Mais nous devons être honnêtes. Alors que certains d’entre nous penseront à la cuisine anglaise en termes d’affection et de nostalgie, la plupart du monde tournera le nez avec dégoût. Dans le reste de l’Europe, la nourriture anglaise est largement considérée comme désagréable.

Ce n’était pas toujours le cas. Comme le documente Ben Rogers dans son livre Beef and Liberty, les voyageurs français en Angleterre au 18e siècle s’émerveillaient de la qualité et des énormes quantités de bœuf, de mouton et de bière consommées dans ces îles. Les lettres des voyageurs documentent des festivités au cours desquelles des vaches entières étaient rôties sur des broches ouvertes, parfois avec une croûte épaisse en forme de tarte, alors que de la farine, de la chapelure et des œufs étaient appliqués aux étapes finales. Les mêmes lettres parlent également de joints plus petits tournés devant des feux domestiques par un mouvement d’horlogerie ou, occasionnellement, sur des broches rotatives entraînées par une roue dentée. À cette époque, l’Angleterre était une sorte de destination culinaire.

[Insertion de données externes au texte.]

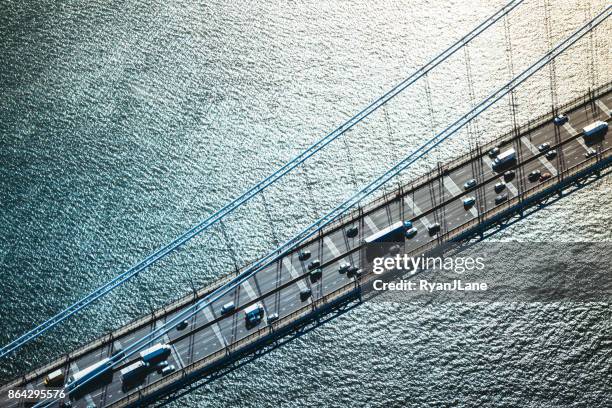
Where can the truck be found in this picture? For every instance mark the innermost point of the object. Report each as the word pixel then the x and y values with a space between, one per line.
pixel 55 378
pixel 254 313
pixel 155 353
pixel 96 370
pixel 134 372
pixel 392 233
pixel 595 129
pixel 504 159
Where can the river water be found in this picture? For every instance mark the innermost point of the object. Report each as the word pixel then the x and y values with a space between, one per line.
pixel 125 122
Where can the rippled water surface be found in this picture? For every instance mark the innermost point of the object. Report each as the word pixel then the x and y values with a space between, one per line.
pixel 122 123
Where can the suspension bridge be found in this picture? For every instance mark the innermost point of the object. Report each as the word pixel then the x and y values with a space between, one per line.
pixel 206 332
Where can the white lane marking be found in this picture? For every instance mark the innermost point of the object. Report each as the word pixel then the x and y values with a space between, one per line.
pixel 249 289
pixel 294 273
pixel 455 191
pixel 166 338
pixel 603 107
pixel 570 129
pixel 209 316
pixel 417 211
pixel 510 186
pixel 332 247
pixel 542 159
pixel 89 401
pixel 370 224
pixel 75 369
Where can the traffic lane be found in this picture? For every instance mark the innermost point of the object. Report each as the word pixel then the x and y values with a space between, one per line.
pixel 584 120
pixel 450 210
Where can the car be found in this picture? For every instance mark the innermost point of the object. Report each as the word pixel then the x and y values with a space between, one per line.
pixel 433 229
pixel 168 370
pixel 561 119
pixel 182 325
pixel 509 175
pixel 305 294
pixel 501 198
pixel 316 274
pixel 352 232
pixel 499 187
pixel 411 233
pixel 395 249
pixel 544 147
pixel 468 202
pixel 353 271
pixel 304 255
pixel 545 176
pixel 228 307
pixel 471 183
pixel 534 176
pixel 344 267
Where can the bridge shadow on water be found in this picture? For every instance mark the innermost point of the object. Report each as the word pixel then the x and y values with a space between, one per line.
pixel 191 384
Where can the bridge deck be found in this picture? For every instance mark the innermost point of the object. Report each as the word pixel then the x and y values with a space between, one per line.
pixel 435 198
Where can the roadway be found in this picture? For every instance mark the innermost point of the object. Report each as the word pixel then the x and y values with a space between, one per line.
pixel 209 331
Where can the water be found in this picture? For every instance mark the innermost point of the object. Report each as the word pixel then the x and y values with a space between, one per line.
pixel 124 123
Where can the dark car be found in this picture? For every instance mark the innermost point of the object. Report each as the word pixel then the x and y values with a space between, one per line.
pixel 561 119
pixel 352 232
pixel 544 147
pixel 344 266
pixel 509 175
pixel 411 233
pixel 501 198
pixel 433 229
pixel 471 183
pixel 534 176
pixel 468 202
pixel 499 187
pixel 182 325
pixel 316 274
pixel 551 154
pixel 305 294
pixel 545 176
pixel 353 271
pixel 304 255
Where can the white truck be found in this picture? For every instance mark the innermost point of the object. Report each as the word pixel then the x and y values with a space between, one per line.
pixel 594 129
pixel 133 372
pixel 254 313
pixel 95 370
pixel 504 159
pixel 155 353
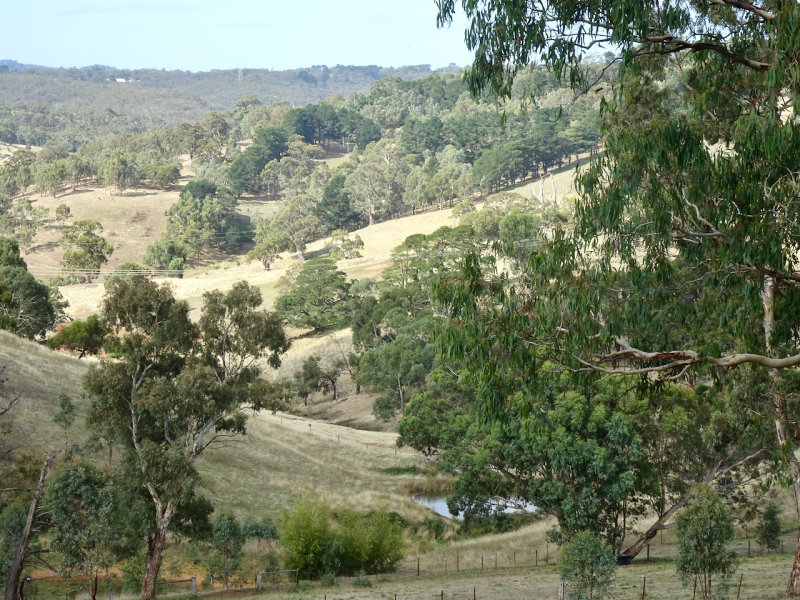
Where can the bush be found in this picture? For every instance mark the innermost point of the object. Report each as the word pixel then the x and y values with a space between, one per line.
pixel 587 565
pixel 768 530
pixel 130 272
pixel 305 532
pixel 703 529
pixel 263 530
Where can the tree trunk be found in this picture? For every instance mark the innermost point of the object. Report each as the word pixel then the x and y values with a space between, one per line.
pixel 12 590
pixel 782 424
pixel 93 585
pixel 648 535
pixel 155 555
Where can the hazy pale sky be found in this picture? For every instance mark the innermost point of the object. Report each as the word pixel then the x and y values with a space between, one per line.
pixel 200 35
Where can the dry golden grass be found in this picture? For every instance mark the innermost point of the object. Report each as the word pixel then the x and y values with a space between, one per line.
pixel 38 375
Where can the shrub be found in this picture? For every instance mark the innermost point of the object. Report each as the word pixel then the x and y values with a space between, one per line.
pixel 316 543
pixel 587 565
pixel 262 530
pixel 703 529
pixel 305 532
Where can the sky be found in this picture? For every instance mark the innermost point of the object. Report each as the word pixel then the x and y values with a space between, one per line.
pixel 201 35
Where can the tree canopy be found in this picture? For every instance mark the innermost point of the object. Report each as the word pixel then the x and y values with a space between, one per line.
pixel 178 388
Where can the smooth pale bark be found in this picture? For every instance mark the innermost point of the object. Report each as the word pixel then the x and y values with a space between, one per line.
pixel 782 424
pixel 155 553
pixel 12 589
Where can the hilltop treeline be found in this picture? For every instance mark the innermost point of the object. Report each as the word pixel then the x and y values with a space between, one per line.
pixel 41 106
pixel 414 144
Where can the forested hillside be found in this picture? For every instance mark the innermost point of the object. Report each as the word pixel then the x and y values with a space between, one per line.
pixel 41 106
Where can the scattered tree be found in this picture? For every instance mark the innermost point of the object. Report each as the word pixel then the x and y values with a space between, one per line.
pixel 588 566
pixel 86 250
pixel 177 389
pixel 703 529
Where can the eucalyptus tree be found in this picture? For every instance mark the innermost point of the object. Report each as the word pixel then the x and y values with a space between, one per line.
pixel 86 249
pixel 176 389
pixel 699 174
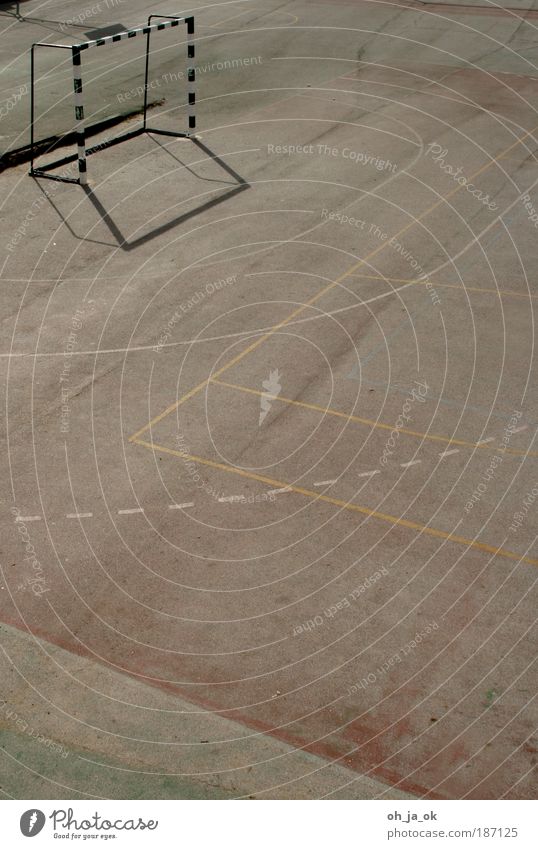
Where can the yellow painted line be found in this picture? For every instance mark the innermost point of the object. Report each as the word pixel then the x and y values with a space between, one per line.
pixel 382 425
pixel 461 286
pixel 347 505
pixel 320 294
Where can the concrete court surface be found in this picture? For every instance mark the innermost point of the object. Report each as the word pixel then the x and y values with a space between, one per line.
pixel 270 467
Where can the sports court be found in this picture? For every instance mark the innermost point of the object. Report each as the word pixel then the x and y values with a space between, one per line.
pixel 270 399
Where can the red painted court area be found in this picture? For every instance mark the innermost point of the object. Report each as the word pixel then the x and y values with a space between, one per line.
pixel 301 500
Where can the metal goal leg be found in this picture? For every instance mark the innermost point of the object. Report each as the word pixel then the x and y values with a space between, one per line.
pixel 191 74
pixel 79 116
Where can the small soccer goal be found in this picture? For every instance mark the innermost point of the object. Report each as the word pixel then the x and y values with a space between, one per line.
pixel 77 51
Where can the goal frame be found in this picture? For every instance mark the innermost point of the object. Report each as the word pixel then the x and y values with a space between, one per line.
pixel 79 131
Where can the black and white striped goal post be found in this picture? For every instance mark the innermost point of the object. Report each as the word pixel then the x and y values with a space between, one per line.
pixel 79 133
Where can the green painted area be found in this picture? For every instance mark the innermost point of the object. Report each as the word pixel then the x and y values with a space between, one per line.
pixel 31 770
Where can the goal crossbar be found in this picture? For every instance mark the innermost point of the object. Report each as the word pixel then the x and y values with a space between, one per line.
pixel 79 128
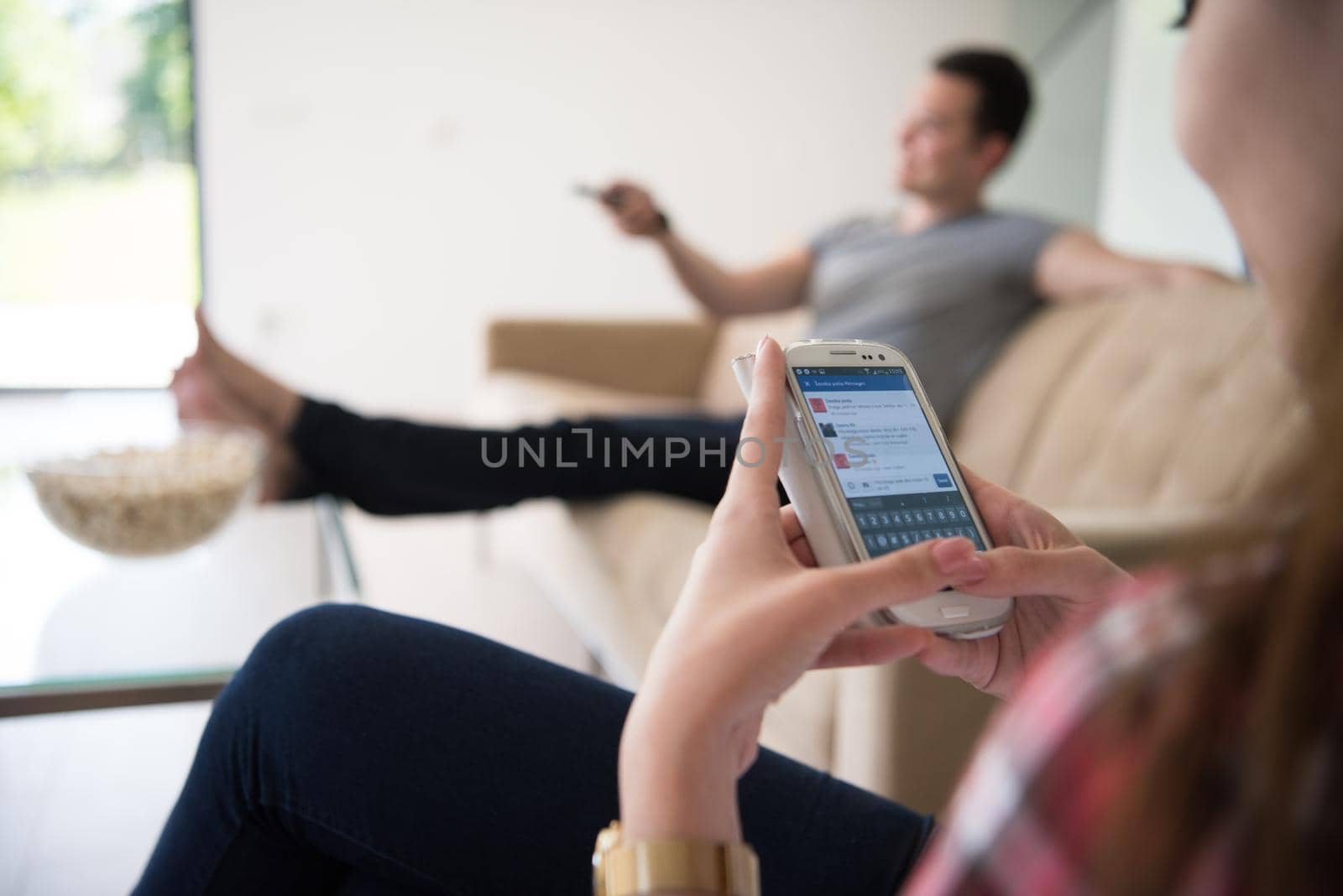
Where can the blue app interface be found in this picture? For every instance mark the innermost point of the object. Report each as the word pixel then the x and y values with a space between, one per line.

Depuis lors, l’Angleterre a acquis une réputation négative pour sa cuisine – et non sans raison. En enquêtant sur les raisons pour lesquelles la cuisine anglaise est à la traîne par rapport à bon nombre de ses pairs, ce que j’ai fait pour mon podcast, le Anglais complet, m’a plongé dans l’histoire du pays. Il s’avère que notre première industrialisation est en grande partie reprocher. Les enclos de la fin du Moyen Âge, qui sont apparus pour la première fois après la peste noire, ont effectivement privatisé les terres communes, créant une importante source de richesse pour la couronne ainsi que la première classe ouvrière moderne au monde.

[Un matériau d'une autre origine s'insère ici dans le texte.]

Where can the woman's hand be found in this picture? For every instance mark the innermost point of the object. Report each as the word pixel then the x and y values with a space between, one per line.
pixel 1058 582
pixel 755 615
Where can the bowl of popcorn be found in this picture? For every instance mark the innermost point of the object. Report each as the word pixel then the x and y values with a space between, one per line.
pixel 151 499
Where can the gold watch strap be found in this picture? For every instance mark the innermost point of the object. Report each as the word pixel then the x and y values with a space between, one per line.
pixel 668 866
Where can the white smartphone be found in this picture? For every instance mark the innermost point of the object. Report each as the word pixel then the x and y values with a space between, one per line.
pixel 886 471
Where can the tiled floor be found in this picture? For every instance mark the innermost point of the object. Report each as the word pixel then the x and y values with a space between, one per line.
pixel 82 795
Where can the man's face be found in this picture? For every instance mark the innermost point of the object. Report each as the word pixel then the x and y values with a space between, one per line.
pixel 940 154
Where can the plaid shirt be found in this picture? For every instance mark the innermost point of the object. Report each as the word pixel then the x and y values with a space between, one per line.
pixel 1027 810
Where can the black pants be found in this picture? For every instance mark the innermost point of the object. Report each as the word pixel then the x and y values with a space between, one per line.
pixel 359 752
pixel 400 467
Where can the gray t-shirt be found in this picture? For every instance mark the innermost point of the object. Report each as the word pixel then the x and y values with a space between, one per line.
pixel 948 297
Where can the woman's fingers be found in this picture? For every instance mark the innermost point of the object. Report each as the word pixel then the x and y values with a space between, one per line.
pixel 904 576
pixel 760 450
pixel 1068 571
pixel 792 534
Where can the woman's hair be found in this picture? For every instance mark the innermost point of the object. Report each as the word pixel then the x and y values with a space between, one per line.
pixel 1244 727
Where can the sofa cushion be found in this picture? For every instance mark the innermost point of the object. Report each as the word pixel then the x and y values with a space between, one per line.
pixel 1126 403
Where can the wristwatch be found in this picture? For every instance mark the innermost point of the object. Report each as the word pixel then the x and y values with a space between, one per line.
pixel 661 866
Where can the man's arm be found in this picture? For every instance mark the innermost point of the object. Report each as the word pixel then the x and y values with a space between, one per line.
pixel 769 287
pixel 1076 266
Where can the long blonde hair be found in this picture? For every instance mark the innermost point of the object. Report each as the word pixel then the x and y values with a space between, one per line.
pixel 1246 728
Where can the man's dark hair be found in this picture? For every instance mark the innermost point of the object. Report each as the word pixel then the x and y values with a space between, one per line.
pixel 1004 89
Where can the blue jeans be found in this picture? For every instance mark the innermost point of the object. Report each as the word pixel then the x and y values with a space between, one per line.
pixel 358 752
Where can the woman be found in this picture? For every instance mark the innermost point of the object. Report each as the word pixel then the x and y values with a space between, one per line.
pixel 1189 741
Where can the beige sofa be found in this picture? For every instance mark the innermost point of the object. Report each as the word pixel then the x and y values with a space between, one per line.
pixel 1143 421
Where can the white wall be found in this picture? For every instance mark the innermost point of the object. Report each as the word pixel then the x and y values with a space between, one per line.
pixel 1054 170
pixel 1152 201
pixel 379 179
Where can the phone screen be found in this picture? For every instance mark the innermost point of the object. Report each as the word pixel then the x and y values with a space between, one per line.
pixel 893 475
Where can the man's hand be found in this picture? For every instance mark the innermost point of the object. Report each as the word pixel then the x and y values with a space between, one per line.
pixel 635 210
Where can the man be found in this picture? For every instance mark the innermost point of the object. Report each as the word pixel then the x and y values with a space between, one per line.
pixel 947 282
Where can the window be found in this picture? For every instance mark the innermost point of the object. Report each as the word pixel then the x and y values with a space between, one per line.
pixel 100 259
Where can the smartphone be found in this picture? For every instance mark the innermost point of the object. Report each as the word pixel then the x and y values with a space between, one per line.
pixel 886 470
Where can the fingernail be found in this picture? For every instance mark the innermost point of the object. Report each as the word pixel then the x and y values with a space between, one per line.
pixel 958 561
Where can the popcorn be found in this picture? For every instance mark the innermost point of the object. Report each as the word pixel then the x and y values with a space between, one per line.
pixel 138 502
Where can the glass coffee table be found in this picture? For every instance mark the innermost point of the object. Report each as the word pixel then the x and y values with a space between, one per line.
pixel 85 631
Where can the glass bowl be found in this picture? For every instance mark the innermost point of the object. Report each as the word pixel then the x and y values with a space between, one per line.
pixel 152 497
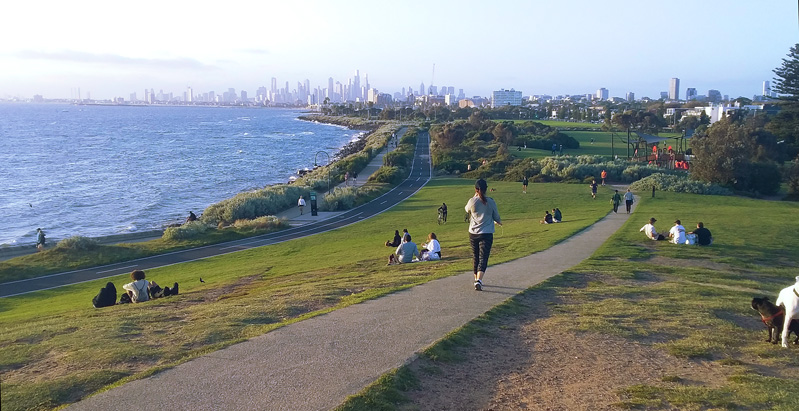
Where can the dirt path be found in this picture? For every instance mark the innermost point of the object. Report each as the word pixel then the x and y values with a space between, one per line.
pixel 529 361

Lentement, alors que la révolution agricole permettait à de plus en plus de paysans d’être libérés de la terre, les villes et l’industrie en Angleterre ont commencé à prospérer. Les conditions sociales ont été posées pour la révolution industrielle, qui a été soutenue par la croissance de l’empire britannique. Alors que ces derniers ont peut-être apporté de nouveaux ingrédients à ces îles, la combinaison de l’industrie et de l’empire a miné la paysannerie intérieure de l’Angleterre. Pourquoi est-ce important ? Parce que les Anglais ont généralement manqué d’un lien profond avec le sol. Il est indéniable que, disons, la cuisine italienne, avec ses énormes variations régionales – des riches sauces tomates dans le sud aux gnocchis au fromage bleu et à la crème dans le nord – reflète un lien social vécu avec la terre que nous avons perdue il y a longtemps dans Angleterre.

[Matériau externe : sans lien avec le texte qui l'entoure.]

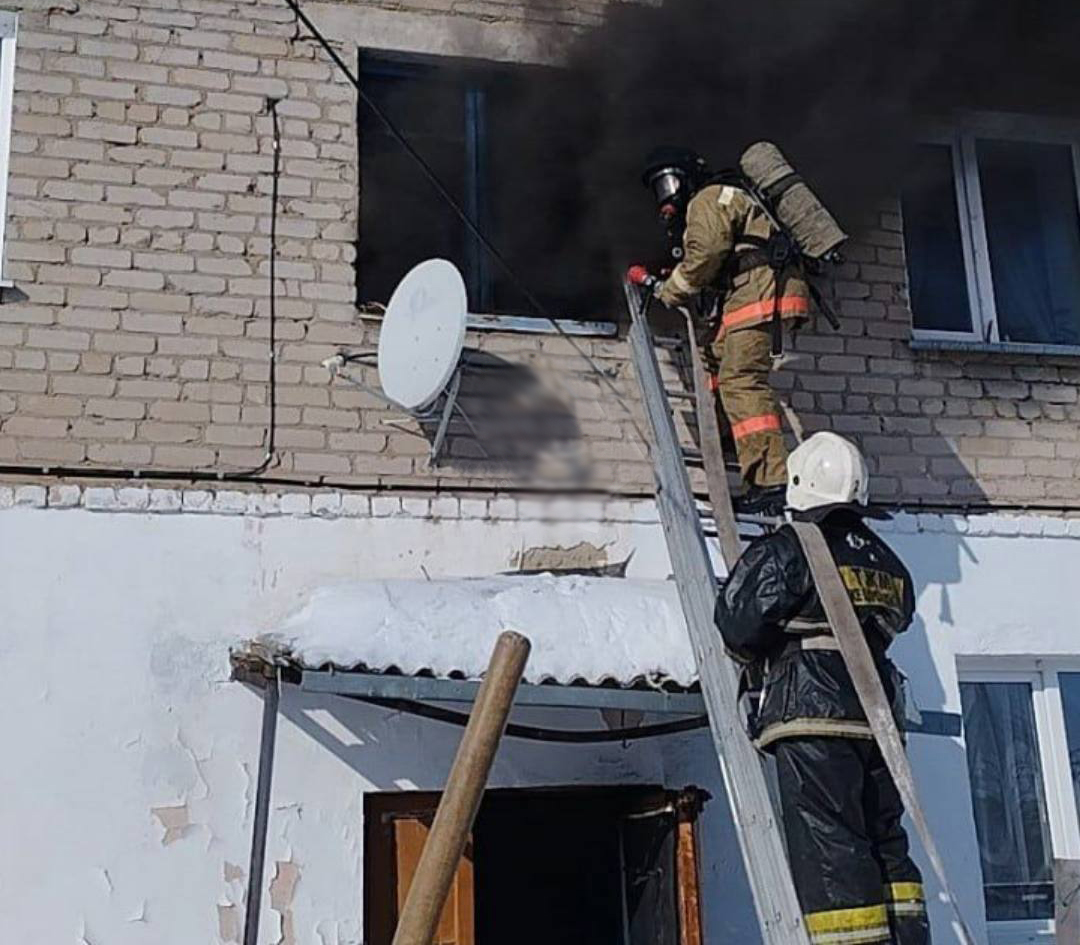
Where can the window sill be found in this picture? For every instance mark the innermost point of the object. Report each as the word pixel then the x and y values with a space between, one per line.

Un deuxième point important à propos de la « cuisine anglaise », j’ai découvert, c’est que, contrairement à beaucoup d’autres cuisines nationales, c’est incroyablement difficile à définir. Prenez un plat comme le bhorta aux doigts de poisson. La recette demande de cuire des bâtonnets de poisson puis de les écraser avec des oignons frits, du gingembre, du piment et de la moutarde. C’est une invention de la grand-mère de l’écrivain et journaliste Ash Sarkar, et a été popularisée par Nigella Lawson après que Sarkar l’ait partagée sur Twitter.

Où ce plat se situe-t-il dans l’imaginaire culinaire anglais traditionnel ? Il est fait avec un aliment fade et transformé qui se sent, bien, distinctement anglais. Mais il n’a pas été créé pour un public blanc et anglophone, comme l’était le poulet tikka masala. Au lieu de cela, il a été fabriqué par et pour les immigrants d’un empire autrefois vaste, cherchant un avant-goût de la maison dans les limites de ce qui était disponible dans les magasins anglais d’après-guerre. L’anglais est-il capable de s’adapter à ces expériences ?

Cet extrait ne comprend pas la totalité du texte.